Peripheral Arterial Disease: This disease affects the blood supply to the arms and legs. This happens when the arteries in the legs narrow down, due to the build up of plaque in the arteries. This thickening of arterial walls by calcium, fibrous tissue, fat and cholesterol is called atherosclerosis. The arteries become narrow and blood flow to the different parts of the body is reduced. When the constriction is mild, the afflicted person faces pain in the legs while walking or exercising, which subsides after some rest. In the later stages, the arteries get even more blocked, leading to acute pain and cramping. In severe cases, this condition can also result in tissue death. Diabetes, obesity, hypertension, etc. increase the risks of peripheral arterial disease.
Hypertension: High blood pressure is one very common artery diseases in the West and is caused by the increased pressure of the blood moving through the blood vessels. Hypertension can be life-threatening; however, it has several treatment options. This condition can lead to heart failure and stroke as well. Artery diseases are also called diseases of the cardiovascular system. Coronary artery disease and hypertension are the two most common forms of blood vessel problems. A leading cause of death worldwide is cardiovascular disease. This can also affect blood vessels of the brain, thereby leading to dementia.

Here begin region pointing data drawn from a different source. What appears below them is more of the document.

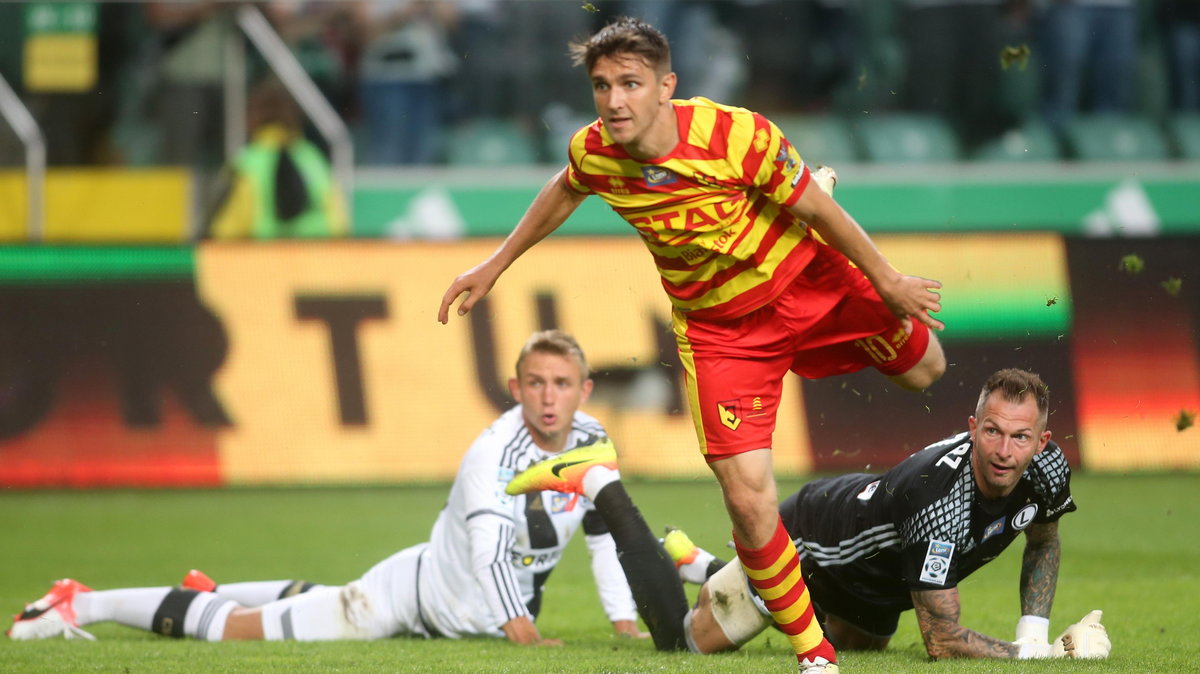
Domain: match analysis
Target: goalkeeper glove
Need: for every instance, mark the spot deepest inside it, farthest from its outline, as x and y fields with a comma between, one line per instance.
x=1032, y=637
x=1086, y=638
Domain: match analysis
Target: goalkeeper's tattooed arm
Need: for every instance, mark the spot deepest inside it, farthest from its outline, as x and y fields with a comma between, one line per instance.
x=1039, y=569
x=937, y=614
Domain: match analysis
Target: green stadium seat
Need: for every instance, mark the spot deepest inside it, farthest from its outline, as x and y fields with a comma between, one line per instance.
x=1185, y=132
x=490, y=143
x=820, y=139
x=906, y=138
x=1035, y=142
x=1115, y=138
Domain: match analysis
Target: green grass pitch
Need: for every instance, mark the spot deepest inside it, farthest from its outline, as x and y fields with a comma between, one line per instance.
x=1132, y=549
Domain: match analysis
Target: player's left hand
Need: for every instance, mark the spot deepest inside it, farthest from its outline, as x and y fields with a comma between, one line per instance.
x=628, y=629
x=913, y=296
x=1086, y=638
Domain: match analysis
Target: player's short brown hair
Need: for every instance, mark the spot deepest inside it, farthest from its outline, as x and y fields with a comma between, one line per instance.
x=558, y=343
x=1014, y=385
x=624, y=36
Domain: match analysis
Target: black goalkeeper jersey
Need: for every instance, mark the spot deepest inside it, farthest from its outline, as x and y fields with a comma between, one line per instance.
x=921, y=525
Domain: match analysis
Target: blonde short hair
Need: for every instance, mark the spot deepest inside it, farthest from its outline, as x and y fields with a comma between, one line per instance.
x=558, y=343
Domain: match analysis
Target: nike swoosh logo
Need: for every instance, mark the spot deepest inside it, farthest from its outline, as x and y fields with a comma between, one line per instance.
x=559, y=467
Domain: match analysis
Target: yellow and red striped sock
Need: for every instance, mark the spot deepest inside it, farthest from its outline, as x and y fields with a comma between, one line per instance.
x=774, y=570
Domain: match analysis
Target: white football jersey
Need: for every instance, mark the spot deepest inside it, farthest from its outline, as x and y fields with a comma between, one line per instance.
x=490, y=553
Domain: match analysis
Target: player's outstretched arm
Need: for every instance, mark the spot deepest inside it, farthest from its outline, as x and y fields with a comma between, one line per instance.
x=937, y=615
x=905, y=295
x=522, y=631
x=1039, y=569
x=550, y=209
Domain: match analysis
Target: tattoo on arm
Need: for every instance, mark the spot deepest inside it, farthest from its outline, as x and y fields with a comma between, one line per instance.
x=937, y=614
x=1039, y=569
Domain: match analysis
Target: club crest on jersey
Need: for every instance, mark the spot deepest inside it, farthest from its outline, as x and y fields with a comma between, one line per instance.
x=869, y=491
x=1025, y=516
x=729, y=413
x=937, y=563
x=659, y=175
x=993, y=529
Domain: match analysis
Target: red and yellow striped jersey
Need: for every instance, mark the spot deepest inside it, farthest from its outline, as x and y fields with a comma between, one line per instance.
x=712, y=211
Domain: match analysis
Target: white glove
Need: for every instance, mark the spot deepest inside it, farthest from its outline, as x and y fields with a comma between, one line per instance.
x=1086, y=638
x=1032, y=637
x=826, y=178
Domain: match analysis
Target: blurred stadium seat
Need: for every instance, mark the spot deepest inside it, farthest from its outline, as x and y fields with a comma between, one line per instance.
x=1035, y=142
x=1115, y=138
x=820, y=139
x=906, y=138
x=490, y=143
x=1185, y=132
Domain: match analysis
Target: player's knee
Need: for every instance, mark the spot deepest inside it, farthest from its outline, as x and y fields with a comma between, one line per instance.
x=929, y=369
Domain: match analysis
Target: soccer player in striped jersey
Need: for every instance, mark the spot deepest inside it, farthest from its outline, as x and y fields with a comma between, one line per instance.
x=766, y=274
x=481, y=572
x=875, y=546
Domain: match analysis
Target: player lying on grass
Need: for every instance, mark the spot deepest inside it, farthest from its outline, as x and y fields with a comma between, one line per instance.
x=875, y=546
x=480, y=573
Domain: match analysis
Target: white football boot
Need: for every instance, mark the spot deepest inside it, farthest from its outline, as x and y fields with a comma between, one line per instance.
x=52, y=615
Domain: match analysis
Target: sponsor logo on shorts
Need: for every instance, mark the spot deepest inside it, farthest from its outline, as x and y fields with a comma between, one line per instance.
x=729, y=413
x=659, y=175
x=993, y=529
x=541, y=559
x=879, y=348
x=937, y=563
x=869, y=491
x=1024, y=517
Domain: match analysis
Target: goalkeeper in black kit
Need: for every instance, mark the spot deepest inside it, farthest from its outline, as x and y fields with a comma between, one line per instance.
x=875, y=546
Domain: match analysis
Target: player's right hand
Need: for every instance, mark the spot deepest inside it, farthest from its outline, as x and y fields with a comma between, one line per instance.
x=474, y=282
x=1086, y=638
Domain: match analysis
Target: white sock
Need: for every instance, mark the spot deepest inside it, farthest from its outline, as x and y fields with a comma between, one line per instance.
x=207, y=617
x=598, y=477
x=258, y=593
x=203, y=614
x=696, y=571
x=133, y=607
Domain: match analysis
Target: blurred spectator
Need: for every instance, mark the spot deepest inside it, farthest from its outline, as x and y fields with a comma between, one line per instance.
x=480, y=42
x=1180, y=24
x=186, y=98
x=1090, y=52
x=325, y=40
x=953, y=65
x=403, y=76
x=280, y=186
x=539, y=77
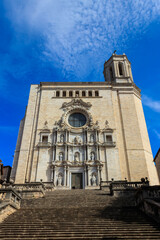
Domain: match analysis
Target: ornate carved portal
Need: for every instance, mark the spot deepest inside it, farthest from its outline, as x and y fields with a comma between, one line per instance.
x=76, y=150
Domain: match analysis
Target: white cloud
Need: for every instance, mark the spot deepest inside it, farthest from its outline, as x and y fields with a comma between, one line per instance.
x=82, y=29
x=152, y=104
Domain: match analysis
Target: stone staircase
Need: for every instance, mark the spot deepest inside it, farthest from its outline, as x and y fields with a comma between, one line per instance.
x=78, y=214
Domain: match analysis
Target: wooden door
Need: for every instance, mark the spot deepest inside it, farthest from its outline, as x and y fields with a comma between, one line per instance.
x=77, y=182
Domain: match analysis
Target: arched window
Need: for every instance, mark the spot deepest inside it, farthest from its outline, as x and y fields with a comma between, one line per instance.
x=61, y=138
x=57, y=93
x=108, y=138
x=91, y=138
x=77, y=119
x=77, y=157
x=44, y=139
x=77, y=93
x=70, y=94
x=64, y=93
x=111, y=73
x=92, y=156
x=120, y=66
x=83, y=93
x=61, y=156
x=96, y=93
x=90, y=93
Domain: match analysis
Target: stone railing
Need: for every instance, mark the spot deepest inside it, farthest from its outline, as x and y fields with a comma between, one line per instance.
x=49, y=186
x=121, y=186
x=10, y=201
x=148, y=201
x=30, y=190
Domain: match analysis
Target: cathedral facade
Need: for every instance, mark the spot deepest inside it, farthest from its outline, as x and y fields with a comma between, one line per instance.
x=75, y=134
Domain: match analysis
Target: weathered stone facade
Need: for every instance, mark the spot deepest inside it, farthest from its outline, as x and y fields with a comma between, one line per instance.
x=112, y=142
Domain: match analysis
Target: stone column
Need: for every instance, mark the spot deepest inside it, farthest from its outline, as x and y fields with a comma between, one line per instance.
x=85, y=176
x=97, y=175
x=54, y=176
x=89, y=182
x=68, y=177
x=64, y=175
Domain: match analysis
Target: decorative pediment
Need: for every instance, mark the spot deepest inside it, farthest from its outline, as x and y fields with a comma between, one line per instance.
x=76, y=102
x=45, y=127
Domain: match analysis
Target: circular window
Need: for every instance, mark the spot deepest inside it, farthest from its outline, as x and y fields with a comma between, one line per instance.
x=77, y=120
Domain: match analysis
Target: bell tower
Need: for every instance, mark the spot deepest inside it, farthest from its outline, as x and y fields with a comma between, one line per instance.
x=118, y=69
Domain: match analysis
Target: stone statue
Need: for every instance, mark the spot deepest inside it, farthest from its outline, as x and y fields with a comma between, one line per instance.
x=60, y=156
x=60, y=178
x=106, y=124
x=92, y=138
x=76, y=140
x=62, y=138
x=76, y=157
x=94, y=180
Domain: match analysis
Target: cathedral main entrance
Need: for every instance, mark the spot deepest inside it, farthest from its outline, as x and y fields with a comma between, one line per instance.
x=77, y=181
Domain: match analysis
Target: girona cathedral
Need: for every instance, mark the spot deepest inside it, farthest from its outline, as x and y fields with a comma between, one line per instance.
x=75, y=134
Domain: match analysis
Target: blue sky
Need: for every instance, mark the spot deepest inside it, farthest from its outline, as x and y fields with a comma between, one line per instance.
x=69, y=40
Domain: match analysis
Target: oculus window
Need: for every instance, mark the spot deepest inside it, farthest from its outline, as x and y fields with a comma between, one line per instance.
x=77, y=120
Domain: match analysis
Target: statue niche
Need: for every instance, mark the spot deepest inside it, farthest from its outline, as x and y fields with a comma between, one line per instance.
x=94, y=179
x=61, y=156
x=76, y=157
x=92, y=156
x=61, y=138
x=91, y=138
x=60, y=179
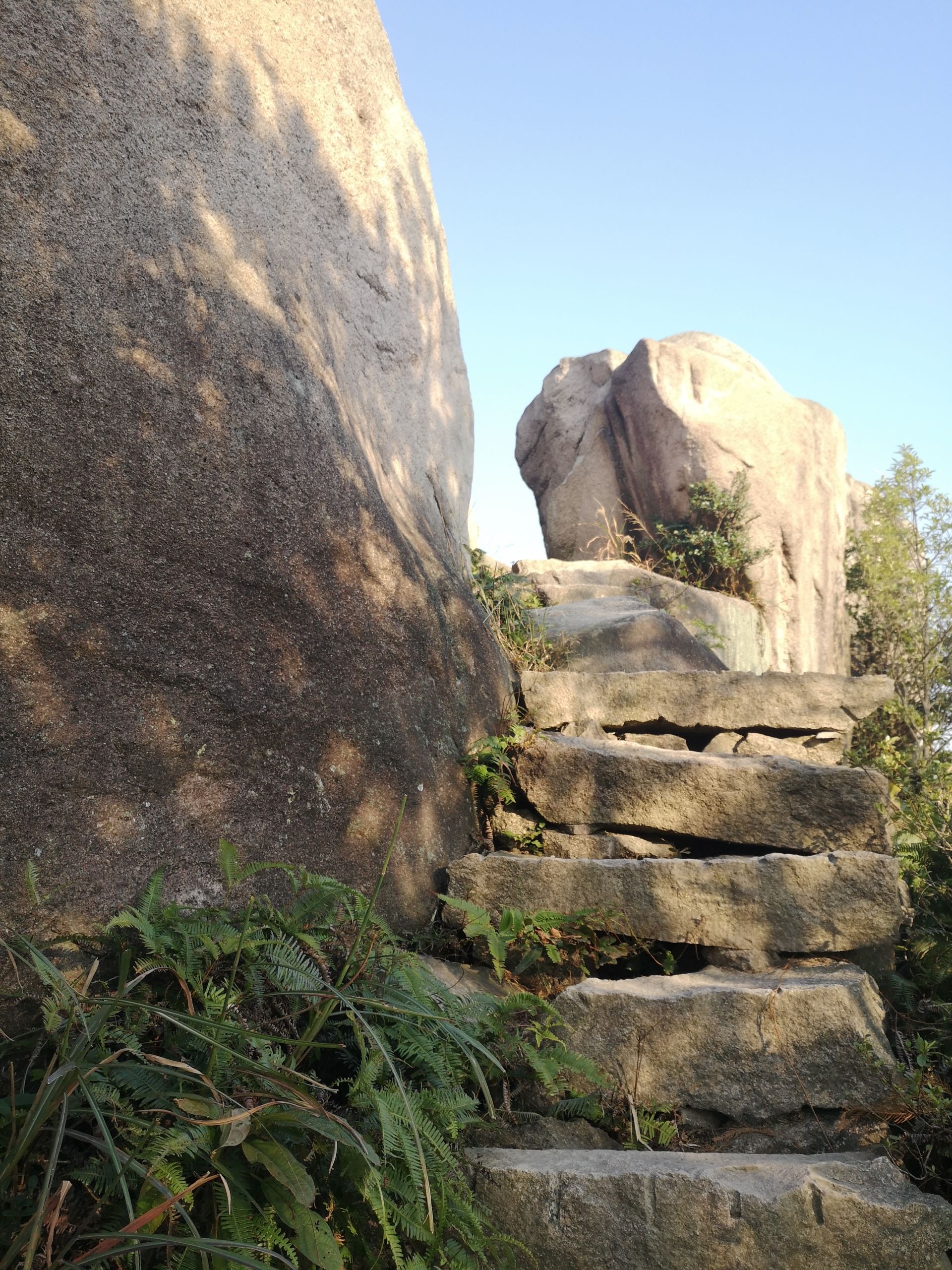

Symptoms of Blood Vessel Disease
These signs are observed in the arms, abdomen and legs. They are as follows:
- Muscle cramps
- Muscle ache
- Cold hands and feet
- Pale skin
- Hair loss on the toes, feet and legs
- Sores that take too long to heal
- Sores when scabbed over appear black
- Slight or no pulse in the feet or legs
- Skin and nails appear reddish-blue in color
While nothing much can be done to change inherited genes, one can prevent blood vessel disease by keeping a strict tab on one’s diet. By making healthy choices, one can prevent or slow down this vascular disease. One should avoid eating a lot of saturated fats, which are present in abundance in junk food and fried dishes. A high-fiber, balanced and nutritious meal is what will help keep this disease at bay. Regular exercise is also recommended to burn up the excess calories consumed. Moreover, exercise helps increase the levels of good cholesterol in the blood, which reduce risks of heart diseases and artery blocks.